John's laughter was rough and cracked, hysterical, a sound that Rodney never expected to hear from him. Maybe, maybe he had gotten it wrong again after all. Oh, but he had been so close....
"Take a look in a mirror. Whatever you are, it's not McKay."
Oh god... "But I am. I'm Rodney inside, I remember everything, I..." He didn't know where to find a mirror. The Ancients hadn't been very vain.
Broken, bedlamite sounds from John. "No. No, no, not. Not Rodney. Rodney would never, Rodney would know..."
"Rodney would know what?" He reached for John. "Look, I can find you a uniform. We can work on Teyla and Ronon next."
"Don't touch me!" As if Rodney hadn't made him. "Don't touch me!" And it hurt. Oh, God, it hurt to see John push away from him, skitter on those wild, shaking limbs, and he was vomiting in the corner, and yes, there, there was a reflective surface....

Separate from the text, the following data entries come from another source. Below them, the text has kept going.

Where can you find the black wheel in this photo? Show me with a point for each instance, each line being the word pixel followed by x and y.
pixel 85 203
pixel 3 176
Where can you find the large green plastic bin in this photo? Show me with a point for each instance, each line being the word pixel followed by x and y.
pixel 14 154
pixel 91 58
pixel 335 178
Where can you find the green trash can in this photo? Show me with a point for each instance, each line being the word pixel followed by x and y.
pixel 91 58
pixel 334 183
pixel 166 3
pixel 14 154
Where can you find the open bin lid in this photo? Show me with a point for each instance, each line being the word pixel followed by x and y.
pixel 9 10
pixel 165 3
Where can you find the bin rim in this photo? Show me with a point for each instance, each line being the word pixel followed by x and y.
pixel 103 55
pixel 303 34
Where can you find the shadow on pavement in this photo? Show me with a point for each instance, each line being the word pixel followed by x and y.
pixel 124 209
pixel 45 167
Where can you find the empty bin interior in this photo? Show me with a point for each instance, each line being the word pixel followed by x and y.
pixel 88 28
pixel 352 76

"Oh, hell!" Rodney jerked, just twitched, and then he couldn't look away. The metallic sheen of his face, the patchy skin. He wasn't finished. He wasn't complete, a halfway together Replicator want to be, and how could that be? How could it, when he remembered, he remembered so much. He remembered Atlantis around him and the taste of John on his tongue and oh. God. Was that his brain under glass?
"Oh God. Oh God."
It was.
"Oh god. I'm, I'm a bad joke, I'm, John, you can help put me back together, I fixed you, you can, please John..."
Except John couldn't. That wasn't what Atlantis had done; it wasn't what she wanted. She wanted John, whole and hardy, even though John was afraid of her, and she'd only brought Rodney back, Rodney who loved her, Rodney who loved John, to give her what she wanted.
"John, please, John..." Rodney turned to him, miserable and hopeful and John couldn't, couldn't, probably wouldn't, and he'd put everyone else back together, piece by piece, and no one would fix him.
No one could fix him.
No one but himself, and how wrong was that? How wrong, and how long had he taken, how long had he worked on John? How long would it take to create a copy of himself, and would she let him?
"I just need to get back into my own body..."
It would just take time, and time, and time, and John laughed on, or perhaps, just perhaps, he wept.